Let us prey
WM’s Open Poetry Competition yielded a masterpiece of precision, says its judge, poet Alison Chisholm
WINNER: ALISON ALLEN Not a prayer
Reclining in shadow, this lime-green maiden perches on stalk-thin legs, her jaw all bony angles graceful hands raised in supplication. Don’t be fooled. Her queenly demeanour aims to deceive: she’s no fairy-tale princess - steal a kiss and she’ll still your beating heart.
In curling vines she bides her time, masking her sharp, alien face in the shifting foliage where fermenting grapes drip blood-red juice, their lingering scent a sultry siren call. The leaves tremble. Unblinking eyes rotate. One swift lunge and her bumbling victim’s hooked.
She draws him close, clasps him to her pale chest. Choking in honeyed air he feels truth stab as light falls through the parted leaves. Now she feasts, despatching him head first letting the gaudy wings that bore him dreamward spin down to join the others in the dust.

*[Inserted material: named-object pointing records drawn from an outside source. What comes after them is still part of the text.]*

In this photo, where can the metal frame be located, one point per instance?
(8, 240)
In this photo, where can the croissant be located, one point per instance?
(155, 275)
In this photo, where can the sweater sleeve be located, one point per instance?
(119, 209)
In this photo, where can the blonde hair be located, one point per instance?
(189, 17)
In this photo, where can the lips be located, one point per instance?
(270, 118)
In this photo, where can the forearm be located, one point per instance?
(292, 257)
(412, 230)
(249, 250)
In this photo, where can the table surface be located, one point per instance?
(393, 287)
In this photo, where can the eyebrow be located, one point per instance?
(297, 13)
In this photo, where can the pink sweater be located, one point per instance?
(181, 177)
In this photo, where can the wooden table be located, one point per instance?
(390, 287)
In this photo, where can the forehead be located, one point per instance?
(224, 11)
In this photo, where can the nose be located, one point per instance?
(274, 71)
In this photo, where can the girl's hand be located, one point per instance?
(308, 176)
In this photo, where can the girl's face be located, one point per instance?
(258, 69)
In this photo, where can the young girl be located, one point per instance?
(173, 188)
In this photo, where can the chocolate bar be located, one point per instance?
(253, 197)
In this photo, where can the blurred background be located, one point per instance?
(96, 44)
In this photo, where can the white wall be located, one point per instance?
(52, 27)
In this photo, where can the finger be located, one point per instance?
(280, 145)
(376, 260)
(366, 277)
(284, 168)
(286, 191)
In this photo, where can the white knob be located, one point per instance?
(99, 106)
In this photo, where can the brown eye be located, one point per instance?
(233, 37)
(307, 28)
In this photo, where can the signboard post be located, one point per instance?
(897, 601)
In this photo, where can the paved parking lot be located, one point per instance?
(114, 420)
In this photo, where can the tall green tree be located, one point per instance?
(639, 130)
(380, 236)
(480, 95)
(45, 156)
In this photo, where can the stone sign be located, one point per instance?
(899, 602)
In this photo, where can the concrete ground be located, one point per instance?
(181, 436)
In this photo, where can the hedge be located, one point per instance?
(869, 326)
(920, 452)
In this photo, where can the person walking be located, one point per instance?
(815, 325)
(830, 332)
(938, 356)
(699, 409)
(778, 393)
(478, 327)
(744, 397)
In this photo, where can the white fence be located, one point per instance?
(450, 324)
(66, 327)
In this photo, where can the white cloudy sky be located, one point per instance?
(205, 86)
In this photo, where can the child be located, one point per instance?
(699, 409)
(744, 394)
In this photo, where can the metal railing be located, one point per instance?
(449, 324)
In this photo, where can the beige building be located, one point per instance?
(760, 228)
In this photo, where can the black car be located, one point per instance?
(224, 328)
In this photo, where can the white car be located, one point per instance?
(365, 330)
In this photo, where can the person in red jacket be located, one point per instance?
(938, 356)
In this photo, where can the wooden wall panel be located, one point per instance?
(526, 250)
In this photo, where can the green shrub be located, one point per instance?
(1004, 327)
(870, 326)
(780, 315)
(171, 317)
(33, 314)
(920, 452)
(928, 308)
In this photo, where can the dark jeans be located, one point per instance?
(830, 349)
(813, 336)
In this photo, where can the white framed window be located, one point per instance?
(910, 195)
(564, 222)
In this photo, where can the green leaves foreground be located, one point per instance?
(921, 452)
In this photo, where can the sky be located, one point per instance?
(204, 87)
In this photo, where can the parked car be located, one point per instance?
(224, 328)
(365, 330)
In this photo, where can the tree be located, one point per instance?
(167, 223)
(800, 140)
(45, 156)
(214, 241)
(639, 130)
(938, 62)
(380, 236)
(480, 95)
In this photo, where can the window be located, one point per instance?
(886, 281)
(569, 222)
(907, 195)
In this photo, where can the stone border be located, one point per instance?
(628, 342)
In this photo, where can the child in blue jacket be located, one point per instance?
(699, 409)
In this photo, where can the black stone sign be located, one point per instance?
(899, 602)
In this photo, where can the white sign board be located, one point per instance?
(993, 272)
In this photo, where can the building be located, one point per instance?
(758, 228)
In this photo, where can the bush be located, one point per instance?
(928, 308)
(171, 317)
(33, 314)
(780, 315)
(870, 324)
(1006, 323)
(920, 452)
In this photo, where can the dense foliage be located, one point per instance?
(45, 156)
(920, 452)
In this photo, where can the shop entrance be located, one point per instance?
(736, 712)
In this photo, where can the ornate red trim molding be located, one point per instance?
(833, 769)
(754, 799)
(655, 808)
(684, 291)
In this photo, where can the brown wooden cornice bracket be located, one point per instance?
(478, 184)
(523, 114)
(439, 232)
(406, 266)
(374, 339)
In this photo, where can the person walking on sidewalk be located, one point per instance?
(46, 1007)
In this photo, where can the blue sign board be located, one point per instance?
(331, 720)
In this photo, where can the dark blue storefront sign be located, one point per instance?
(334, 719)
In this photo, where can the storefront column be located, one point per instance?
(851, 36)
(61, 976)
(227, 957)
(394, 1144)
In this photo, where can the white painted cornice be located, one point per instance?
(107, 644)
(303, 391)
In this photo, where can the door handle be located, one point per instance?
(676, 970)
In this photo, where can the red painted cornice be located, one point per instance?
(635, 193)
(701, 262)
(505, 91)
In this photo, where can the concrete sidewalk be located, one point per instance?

One of the great joys of adjudicating an open poetry competition is to revel in the range of subject matter covered by the entries. In the case of the Writing Magazine Open, the range was particularly wide-reaching, and covered the whole gamut of human emotion, every part of life from pre-birth to the afterlife, the natural world, the supernatural world, and a clever lament for a park bench. There was an equally appealing range of forms, with free verse, sestinas, sonnets and villanelles, and the less frequently seen terzanelle and trimeric, all demonstrating skills in crafting.